Un autre exemple de projet, qui relève aussi bien du secteur de la santé que du secteur social est celui de Médecins du monde…
En effet, le projet de Médecins du monde, qui est une ONG œuvrant en faveur des personnes vulnérables qui ne bénéficient pas de protection sociale, a permis de lui apporter un financement pour acheter des équipements de protection à destination de leur personnel. Et à présent, il y a un nouveau projet qui vise à aider les gens qui sont immunodépressifs.
J’ai été touchée par le très grand nombre de donateurs
Y a-t-il également des projets à l’international?
Une grande partie des fonds a été reversée aux projets au Luxembourg. Mais parmi les projets, il y en a également qui ciblent des pays qui étaient déjà vulnérables avant la crise, comme le Yémen ou la Syrie par exemple, qui souffrent de la guerre et où se trouvent des camps de réfugiés, ainsi que de jeunes enfants qui sont particulièrement vulnérables. Car s’est manifestée cette peur, liée à la question de savoir comment ces régions pourraient affronter la crise si jamais le virus devait les toucher. Nous avons un temps craint que les fondations existantes, qui ont déjà des soutiens pour ces projets-là, veuillent diminuer leurs dons, parce que les marchés ont aussi été volatils. Mais elles ont effectivement maintenu leur soutien aux projets existants et cela est très positif.

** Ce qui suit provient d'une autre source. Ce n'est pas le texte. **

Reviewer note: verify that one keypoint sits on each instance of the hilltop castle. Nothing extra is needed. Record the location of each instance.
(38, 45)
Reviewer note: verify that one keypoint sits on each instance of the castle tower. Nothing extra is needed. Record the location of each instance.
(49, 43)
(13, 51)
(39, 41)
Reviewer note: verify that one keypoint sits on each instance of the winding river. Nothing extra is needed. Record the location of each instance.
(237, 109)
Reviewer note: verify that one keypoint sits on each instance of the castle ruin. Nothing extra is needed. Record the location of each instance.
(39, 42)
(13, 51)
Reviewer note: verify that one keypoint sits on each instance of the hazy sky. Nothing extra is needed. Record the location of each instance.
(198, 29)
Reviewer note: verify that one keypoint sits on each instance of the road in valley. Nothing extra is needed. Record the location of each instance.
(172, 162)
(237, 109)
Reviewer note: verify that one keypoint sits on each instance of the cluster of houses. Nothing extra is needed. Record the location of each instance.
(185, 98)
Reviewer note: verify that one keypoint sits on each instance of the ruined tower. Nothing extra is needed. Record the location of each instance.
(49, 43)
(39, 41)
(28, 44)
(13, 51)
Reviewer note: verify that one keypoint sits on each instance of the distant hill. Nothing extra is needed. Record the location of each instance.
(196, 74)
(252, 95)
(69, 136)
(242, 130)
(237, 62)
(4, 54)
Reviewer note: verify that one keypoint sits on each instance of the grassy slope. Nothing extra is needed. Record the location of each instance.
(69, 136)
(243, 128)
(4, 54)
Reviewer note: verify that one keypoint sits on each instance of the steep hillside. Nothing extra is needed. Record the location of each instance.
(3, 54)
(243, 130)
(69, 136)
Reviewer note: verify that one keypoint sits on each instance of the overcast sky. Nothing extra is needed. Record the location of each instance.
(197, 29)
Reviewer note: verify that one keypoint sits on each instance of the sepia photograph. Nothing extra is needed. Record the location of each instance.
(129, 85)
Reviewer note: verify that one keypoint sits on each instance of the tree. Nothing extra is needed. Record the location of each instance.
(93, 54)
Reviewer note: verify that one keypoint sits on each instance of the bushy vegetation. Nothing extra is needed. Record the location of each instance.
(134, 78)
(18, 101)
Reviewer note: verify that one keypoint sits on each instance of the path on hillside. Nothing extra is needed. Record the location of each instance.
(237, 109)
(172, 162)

Au travers de la Fondation Covid-19, les soutiens à l’international sont plutôt destinés au continent africain. En fait, il n’y a pas eu de grandes distributions financières qui ont été faites en faveur du Yémen et de la Syrie. Les soutiens à ces pays ont plutôt été faits par des fondations déjà existantes. Cela étant, nous voulions tout de même conscientiser le fait que cette crise ne touche pas seulement le Luxembourg et qu’elle amplifie les problèmes pour des populations déjà vulnérables.

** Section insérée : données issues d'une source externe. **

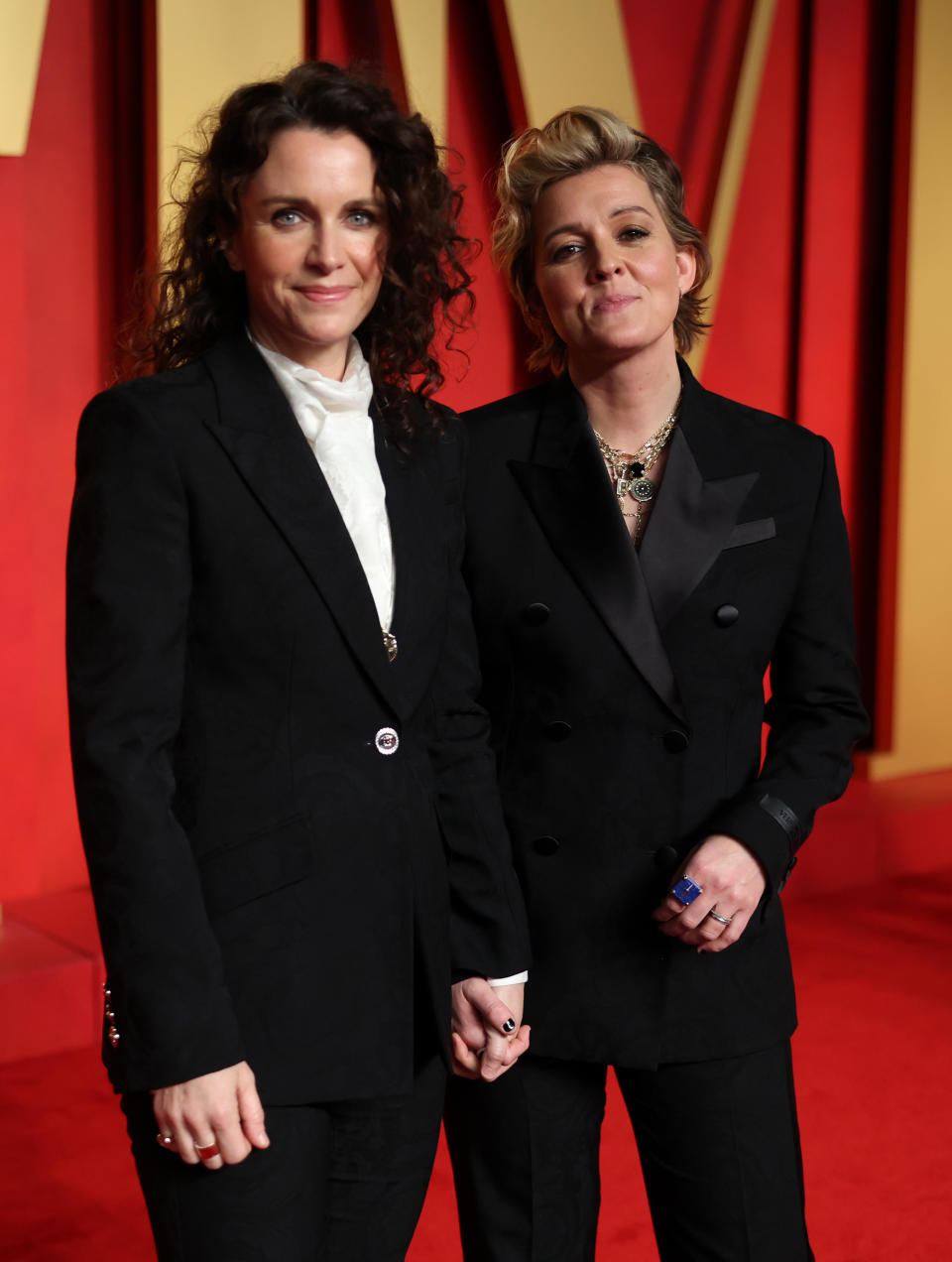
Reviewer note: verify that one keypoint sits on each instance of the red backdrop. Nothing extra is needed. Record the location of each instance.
(811, 288)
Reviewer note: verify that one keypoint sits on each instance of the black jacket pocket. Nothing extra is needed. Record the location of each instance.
(256, 866)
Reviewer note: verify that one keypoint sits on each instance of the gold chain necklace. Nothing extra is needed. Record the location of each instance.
(630, 469)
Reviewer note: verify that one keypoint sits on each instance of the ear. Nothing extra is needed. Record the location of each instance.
(232, 253)
(686, 264)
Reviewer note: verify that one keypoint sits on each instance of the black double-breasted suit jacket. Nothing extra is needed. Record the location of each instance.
(287, 833)
(627, 699)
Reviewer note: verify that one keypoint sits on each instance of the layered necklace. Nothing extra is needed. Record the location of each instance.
(630, 471)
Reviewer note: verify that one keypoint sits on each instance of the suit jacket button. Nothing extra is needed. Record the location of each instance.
(666, 858)
(727, 615)
(544, 844)
(535, 613)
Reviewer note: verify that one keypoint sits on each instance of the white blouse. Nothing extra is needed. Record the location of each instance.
(335, 419)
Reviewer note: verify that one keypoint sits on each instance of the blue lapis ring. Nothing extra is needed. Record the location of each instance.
(686, 891)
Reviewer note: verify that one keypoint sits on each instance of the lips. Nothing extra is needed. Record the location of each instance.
(325, 293)
(614, 303)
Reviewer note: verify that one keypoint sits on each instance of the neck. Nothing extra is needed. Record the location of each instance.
(628, 400)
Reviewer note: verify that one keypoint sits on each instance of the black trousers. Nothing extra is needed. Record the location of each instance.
(718, 1142)
(342, 1182)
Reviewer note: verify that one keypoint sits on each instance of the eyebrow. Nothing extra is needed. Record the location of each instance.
(577, 227)
(294, 199)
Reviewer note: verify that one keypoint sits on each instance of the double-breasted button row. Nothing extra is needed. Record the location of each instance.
(727, 615)
(112, 1031)
(535, 613)
(666, 857)
(386, 741)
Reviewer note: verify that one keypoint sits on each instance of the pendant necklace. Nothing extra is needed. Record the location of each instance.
(630, 471)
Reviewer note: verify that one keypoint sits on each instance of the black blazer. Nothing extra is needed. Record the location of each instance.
(269, 873)
(626, 693)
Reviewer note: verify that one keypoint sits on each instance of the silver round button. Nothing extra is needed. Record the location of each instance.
(386, 741)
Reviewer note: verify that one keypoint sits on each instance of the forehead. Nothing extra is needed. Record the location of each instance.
(591, 194)
(305, 159)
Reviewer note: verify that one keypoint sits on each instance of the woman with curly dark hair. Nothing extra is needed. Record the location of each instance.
(283, 780)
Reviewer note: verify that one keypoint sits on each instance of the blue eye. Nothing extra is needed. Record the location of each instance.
(362, 218)
(288, 217)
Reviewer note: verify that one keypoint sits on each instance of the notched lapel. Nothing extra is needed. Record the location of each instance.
(691, 523)
(260, 433)
(570, 495)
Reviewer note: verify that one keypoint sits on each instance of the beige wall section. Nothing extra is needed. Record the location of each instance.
(570, 54)
(922, 715)
(423, 55)
(735, 151)
(22, 27)
(207, 48)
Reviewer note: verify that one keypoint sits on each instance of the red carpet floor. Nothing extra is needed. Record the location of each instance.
(873, 1070)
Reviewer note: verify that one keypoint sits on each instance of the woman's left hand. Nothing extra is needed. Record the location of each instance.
(732, 885)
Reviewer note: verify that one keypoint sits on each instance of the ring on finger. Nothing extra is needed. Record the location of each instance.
(721, 920)
(686, 891)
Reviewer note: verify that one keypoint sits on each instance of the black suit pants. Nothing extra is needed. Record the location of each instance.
(718, 1142)
(340, 1183)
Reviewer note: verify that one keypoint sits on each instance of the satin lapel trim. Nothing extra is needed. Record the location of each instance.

Quels ont été les retours que vous avez pu avoir du terrain, en termes de reconnaissance?
La Fondation de Luxembourg ne cherche pas à avoir de la reconnaissance, ce n’est pas sa mission. Ceci dit, nous avons eu beaucoup de retours positifs. Je pense que c’est surtout dû à la rapidité de notre réaction, mais je me répète, notre fondation ne cherche pas de retours. Si nous pouvons nous montrer utiles dans une crise, alors nous sommes très heureux.
Si vous aviez un message à faire passer aux donateurs, quel serait-il?

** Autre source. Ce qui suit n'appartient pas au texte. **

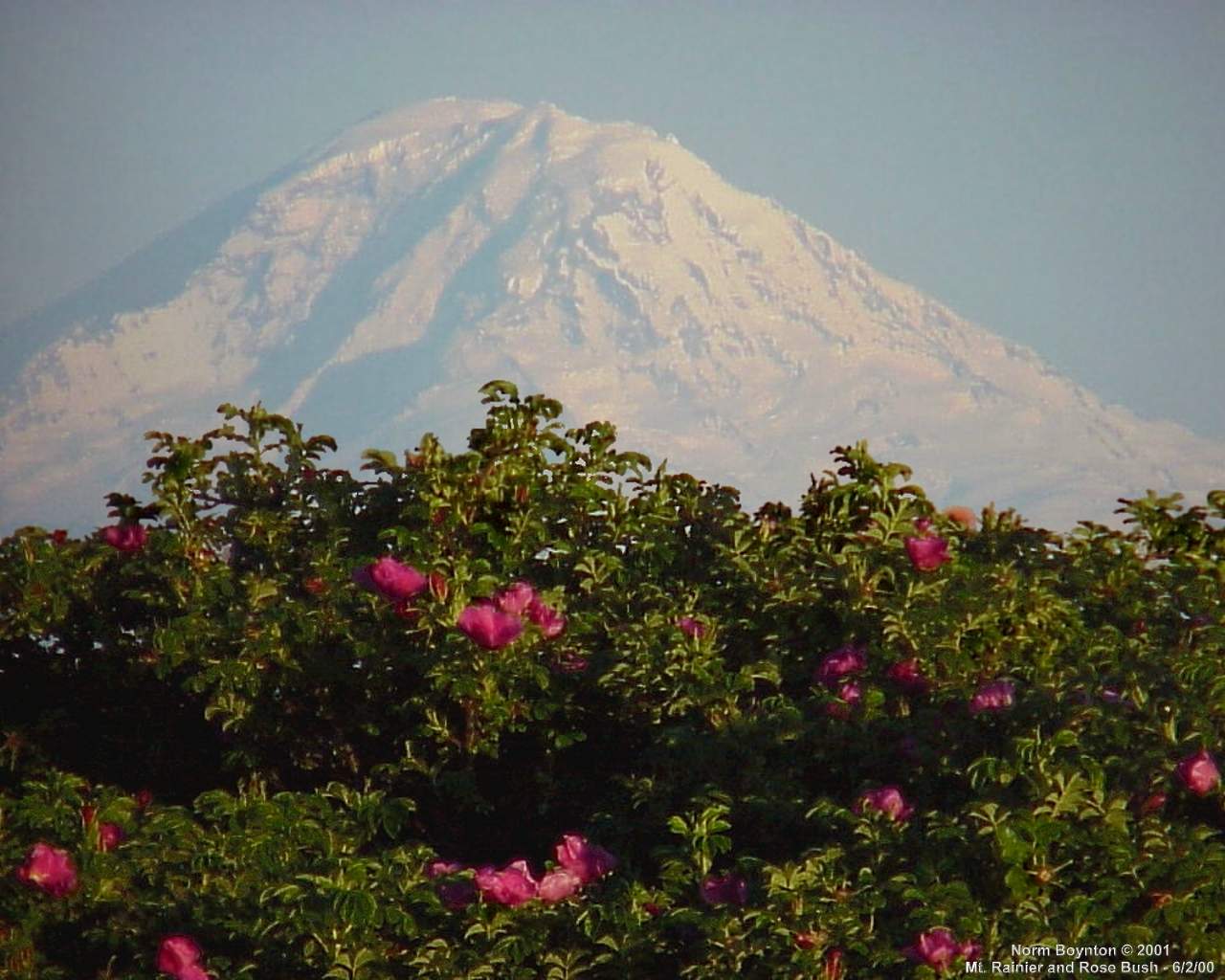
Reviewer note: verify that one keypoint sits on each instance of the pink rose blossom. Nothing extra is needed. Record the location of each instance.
(110, 835)
(1199, 773)
(727, 889)
(906, 675)
(511, 886)
(49, 869)
(125, 537)
(392, 580)
(887, 800)
(927, 554)
(996, 696)
(840, 664)
(589, 861)
(516, 599)
(176, 954)
(550, 621)
(489, 626)
(936, 948)
(558, 884)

Je trouve très positive cette énorme volonté du peuple luxembourgeois de vouloir partager avec d’autres, en période de crise. On l’avait déjà constaté après la crise financière, et je sais qu’historiquement, on a également vu cette volonté, notamment il y a plusieurs décennies, pendant la crise de l’acier. Je trouve que cette volonté de partage est très honorable. J’ai été touchée par le très grand nombre de donateurs qui se sont présentés pour voir comment ils pouvaient participer à l’aide envers les gens touchés par cette crise sanitaire.
La Fondation Covid-19 sera-t-elle amenée à être pérennisée?
Ce n’était pas l’intention exprimée lors de sa création. Cela dit, face à une crise au caractère urgent, on peut considérer qu’elle court toujours; le virus est toujours présent. Mais mon message est aussi celui selon lequel il faut penser à l’après-crise immédiate, car cette crise d’urgence pandémique aura des effets économiques qui seront très importants, et ce, pendant des années.
J’espère ainsi que cette volonté de partage au bien-être d’autrui puisse aussi se poursuivre après cette période d’urgence sanitaire et de confinement. La Fondation Covid-19 va continuer son action pour autant qu’il y ait un intérêt à soutenir également les effets de la crise sanitaire.